Sie verhafteten seinen Schwager. Sie karrten seinen NKWD -Kontakt W. Dombrowksi fort und liquidierten ihn. Auf einen Kollegen nach dem anderen wartete der Gefangenenlaster. Seine ältere Schwester verbannten sie nach Zentralasien. Er sprach beim NKWD am Liteiny-Boulevard vor und verwandte sich für sie, aber ohne Erfolg. Er hatte kaum noch Zeit, ihr warme Filzstiefel zu kaufen …
Er fügte sich. Er ging ins Lenin-Stadion, sprang auf und öffnete den Mund, um Dynamo anzufeuern, aber kein Laut kam ihm über die Lippen. (Was ist das für ein Geräusch?, fragte er sich. Ich meine dieses, dieses Geräusch, das nicht … Wo ist es hin? Werde ich schreien, wenn ich es höre?) Glikmann rief ihn an und lud ihn ein, sich mit ihm R. L. Karmens Wochenschaubericht »Über die Ereignisse in Spanien« anzusehen, weil er ihn inspirieren könne. Der arme Glikmann – womit gesagt sein soll: Was für ein Gedanke! Trotzdem, er ging hin, einfach um, um, Sie wissen schon. Ein unmittelbares Ergebnis war seine erhebende Musik für das Theaterstück »Salut, Spanien!«. Außerdem schrieb er die Musik für den Film »Maxims Rückkehr«.

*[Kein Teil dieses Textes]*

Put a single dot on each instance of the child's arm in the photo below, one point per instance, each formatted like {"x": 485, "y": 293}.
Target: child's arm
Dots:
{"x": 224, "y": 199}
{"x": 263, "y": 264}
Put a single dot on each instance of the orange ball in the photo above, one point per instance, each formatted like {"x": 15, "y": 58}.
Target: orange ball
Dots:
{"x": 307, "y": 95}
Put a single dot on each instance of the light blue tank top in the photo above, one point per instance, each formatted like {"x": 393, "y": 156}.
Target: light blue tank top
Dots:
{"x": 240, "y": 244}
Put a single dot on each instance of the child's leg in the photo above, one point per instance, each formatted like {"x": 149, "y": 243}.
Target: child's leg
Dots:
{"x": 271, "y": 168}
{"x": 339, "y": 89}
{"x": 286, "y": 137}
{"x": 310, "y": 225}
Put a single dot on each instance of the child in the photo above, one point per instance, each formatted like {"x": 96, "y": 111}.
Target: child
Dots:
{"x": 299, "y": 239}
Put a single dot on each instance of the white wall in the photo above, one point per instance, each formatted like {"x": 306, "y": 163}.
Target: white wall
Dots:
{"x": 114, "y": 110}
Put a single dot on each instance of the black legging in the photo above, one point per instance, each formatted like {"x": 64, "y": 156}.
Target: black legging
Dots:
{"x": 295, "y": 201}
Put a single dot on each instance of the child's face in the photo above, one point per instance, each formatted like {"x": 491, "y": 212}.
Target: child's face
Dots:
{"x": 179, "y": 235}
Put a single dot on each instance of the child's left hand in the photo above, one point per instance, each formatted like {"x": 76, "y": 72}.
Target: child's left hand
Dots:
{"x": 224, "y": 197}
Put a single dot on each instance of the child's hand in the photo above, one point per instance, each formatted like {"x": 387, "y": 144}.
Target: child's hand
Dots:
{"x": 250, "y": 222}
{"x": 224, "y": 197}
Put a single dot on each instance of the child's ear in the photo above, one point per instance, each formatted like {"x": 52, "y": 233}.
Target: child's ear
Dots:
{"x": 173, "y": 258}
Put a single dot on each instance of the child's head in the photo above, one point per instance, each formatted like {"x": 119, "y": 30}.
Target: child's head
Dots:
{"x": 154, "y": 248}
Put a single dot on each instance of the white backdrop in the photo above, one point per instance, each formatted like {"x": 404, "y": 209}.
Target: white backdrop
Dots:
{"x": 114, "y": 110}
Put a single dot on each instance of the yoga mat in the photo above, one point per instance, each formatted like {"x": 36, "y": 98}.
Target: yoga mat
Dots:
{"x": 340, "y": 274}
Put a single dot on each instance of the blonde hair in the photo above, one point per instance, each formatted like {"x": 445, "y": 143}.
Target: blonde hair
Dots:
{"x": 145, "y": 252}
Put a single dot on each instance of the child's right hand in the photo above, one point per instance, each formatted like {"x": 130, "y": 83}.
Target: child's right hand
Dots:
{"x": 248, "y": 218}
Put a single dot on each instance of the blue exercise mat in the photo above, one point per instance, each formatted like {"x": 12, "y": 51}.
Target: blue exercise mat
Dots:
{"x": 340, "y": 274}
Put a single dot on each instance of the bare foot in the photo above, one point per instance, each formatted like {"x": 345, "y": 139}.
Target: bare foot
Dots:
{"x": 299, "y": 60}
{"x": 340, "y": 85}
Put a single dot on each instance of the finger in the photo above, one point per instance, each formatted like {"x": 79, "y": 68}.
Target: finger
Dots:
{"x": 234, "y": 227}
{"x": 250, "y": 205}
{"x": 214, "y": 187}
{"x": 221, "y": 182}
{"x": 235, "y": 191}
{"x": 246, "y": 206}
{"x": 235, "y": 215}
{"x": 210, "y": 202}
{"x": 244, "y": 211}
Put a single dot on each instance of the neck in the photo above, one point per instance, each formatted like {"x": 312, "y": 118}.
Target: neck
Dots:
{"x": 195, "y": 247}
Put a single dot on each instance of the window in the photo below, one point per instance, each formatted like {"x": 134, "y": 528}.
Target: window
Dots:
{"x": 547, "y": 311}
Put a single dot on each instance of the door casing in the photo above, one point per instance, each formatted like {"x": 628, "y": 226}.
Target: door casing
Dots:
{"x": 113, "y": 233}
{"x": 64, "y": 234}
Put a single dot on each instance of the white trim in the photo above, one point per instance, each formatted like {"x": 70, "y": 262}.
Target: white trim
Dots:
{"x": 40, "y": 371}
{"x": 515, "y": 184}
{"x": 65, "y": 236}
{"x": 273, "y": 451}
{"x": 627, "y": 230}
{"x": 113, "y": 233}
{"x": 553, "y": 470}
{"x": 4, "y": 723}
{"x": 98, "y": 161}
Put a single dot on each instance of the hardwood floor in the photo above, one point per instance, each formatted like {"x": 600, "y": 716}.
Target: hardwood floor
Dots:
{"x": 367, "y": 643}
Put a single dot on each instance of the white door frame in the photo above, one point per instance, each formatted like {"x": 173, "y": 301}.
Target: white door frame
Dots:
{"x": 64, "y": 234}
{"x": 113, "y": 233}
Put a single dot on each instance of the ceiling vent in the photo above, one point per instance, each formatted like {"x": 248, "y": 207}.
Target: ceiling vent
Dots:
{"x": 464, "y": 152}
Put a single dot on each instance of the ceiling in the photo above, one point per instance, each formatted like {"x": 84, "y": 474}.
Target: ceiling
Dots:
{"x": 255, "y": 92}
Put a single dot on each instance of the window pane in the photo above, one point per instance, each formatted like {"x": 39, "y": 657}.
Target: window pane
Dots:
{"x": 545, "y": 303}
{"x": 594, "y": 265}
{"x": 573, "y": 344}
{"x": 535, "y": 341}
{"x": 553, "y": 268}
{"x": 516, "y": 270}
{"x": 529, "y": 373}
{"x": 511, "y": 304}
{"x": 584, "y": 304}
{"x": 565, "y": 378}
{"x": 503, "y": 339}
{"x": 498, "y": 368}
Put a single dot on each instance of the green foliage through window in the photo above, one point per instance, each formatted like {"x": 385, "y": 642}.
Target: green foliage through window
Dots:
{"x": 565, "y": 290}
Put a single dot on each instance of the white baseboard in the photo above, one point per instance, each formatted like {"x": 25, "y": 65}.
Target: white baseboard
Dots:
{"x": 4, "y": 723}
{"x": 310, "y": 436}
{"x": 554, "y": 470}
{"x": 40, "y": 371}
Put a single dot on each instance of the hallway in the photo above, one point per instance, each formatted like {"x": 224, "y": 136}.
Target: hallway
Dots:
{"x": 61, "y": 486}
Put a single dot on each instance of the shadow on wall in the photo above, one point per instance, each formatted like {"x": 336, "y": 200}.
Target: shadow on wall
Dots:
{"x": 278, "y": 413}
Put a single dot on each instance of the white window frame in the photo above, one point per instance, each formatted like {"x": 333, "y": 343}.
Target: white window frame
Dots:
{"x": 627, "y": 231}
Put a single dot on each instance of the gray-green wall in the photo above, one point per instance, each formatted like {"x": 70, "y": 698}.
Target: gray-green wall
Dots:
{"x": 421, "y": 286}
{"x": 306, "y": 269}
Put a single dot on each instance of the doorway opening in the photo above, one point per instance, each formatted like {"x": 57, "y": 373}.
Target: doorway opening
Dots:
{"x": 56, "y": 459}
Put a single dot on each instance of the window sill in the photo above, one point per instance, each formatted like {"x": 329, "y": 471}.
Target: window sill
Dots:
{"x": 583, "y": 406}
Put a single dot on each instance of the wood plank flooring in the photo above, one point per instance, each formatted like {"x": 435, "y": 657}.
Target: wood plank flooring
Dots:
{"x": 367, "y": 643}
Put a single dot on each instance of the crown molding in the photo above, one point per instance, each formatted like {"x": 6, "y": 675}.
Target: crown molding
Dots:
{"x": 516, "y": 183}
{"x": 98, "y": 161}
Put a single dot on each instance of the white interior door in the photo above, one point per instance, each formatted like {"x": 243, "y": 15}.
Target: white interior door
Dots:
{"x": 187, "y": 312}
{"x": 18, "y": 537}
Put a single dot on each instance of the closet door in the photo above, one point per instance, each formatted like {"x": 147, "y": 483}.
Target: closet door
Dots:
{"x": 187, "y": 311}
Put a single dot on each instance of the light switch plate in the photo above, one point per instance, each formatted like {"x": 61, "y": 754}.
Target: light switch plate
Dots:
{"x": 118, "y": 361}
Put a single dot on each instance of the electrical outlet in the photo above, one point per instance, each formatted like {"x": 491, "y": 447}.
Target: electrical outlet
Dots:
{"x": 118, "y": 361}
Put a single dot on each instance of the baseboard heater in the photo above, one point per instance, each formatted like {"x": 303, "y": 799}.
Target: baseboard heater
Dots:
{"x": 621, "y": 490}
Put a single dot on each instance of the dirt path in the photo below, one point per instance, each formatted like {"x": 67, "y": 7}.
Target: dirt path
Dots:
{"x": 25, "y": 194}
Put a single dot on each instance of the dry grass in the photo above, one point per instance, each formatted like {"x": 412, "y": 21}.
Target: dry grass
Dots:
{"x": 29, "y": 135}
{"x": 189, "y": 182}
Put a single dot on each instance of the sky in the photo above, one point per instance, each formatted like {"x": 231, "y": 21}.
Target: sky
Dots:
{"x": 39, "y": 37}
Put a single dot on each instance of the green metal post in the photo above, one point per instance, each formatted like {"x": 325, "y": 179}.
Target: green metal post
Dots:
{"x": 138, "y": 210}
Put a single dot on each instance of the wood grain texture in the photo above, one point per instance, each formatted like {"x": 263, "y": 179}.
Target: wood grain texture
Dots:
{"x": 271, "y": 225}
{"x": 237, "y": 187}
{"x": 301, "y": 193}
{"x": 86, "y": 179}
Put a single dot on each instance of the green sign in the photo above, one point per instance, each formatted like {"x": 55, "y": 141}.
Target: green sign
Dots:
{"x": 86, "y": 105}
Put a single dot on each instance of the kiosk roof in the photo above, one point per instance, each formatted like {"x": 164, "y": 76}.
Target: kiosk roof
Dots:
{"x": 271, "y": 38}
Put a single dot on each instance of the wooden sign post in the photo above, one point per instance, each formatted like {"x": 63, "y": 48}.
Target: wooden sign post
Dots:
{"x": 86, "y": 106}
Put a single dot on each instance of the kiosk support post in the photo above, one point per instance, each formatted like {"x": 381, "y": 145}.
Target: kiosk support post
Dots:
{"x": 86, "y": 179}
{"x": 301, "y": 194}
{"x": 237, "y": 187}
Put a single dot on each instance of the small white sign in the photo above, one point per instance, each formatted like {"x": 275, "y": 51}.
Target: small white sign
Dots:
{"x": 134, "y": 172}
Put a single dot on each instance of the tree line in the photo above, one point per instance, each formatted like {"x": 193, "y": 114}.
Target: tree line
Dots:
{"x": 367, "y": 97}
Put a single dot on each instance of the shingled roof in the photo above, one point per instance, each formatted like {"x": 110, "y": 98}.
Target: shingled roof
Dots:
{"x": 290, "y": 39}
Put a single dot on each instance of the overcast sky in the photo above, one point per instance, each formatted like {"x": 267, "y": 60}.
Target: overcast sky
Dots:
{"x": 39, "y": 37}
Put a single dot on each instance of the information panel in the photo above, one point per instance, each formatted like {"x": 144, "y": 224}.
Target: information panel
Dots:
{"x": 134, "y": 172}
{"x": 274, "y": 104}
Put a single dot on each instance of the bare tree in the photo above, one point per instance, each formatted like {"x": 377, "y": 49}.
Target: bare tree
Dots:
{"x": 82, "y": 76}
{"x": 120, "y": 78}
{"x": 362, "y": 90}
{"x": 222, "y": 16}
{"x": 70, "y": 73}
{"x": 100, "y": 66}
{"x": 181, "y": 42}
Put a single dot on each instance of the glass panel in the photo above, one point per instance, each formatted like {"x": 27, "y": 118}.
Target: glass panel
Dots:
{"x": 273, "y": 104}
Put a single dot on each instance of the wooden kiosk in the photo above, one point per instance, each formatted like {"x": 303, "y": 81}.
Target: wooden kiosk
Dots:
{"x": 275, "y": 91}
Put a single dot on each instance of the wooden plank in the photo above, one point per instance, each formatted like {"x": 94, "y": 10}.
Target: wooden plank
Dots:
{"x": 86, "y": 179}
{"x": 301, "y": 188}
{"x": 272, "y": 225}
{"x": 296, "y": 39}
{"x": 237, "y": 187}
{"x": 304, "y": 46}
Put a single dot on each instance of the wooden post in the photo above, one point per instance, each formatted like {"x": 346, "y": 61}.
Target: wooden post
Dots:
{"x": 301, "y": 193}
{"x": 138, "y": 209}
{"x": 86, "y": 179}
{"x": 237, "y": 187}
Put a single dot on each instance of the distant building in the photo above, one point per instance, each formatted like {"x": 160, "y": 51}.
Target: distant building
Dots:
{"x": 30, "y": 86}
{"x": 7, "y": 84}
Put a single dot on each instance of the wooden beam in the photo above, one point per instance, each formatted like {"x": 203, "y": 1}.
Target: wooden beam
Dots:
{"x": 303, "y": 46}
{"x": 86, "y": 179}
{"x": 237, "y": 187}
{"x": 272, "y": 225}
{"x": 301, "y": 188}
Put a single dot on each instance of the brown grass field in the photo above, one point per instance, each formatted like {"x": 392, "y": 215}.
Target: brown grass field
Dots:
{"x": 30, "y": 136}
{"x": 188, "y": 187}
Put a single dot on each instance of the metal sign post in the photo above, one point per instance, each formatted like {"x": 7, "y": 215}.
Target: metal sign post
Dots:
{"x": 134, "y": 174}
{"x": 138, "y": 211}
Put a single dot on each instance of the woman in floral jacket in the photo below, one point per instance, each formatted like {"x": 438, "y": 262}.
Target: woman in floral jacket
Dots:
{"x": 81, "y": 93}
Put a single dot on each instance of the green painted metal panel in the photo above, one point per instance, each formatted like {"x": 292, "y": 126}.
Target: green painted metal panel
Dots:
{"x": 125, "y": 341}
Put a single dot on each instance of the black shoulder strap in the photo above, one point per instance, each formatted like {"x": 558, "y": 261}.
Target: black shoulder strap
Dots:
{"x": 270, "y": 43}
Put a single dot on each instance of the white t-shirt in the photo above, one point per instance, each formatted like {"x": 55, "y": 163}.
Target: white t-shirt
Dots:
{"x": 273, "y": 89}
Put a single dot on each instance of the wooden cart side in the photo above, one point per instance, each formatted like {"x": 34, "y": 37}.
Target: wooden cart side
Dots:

Ein Gefangenenlaster kam Tuchatschewski holen. Sie folterten ihn und stellten ihn vor Gericht. (Einen seiner sich verzweifelt selbst anschuldigenden Mitangeklagten soll er gefragt haben: Träumst du?) Im Interesse aller friedliebenden Völker liquidierten sie ihn und warfen ihn
in eine Baugrube. Auch seine Frau, seine Mutter, eine seiner Schwestern und seine beiden Brüder erschossen sie. Seine Tochter und die übrigen drei Schwestern wanderten schnurstracks ins Lager.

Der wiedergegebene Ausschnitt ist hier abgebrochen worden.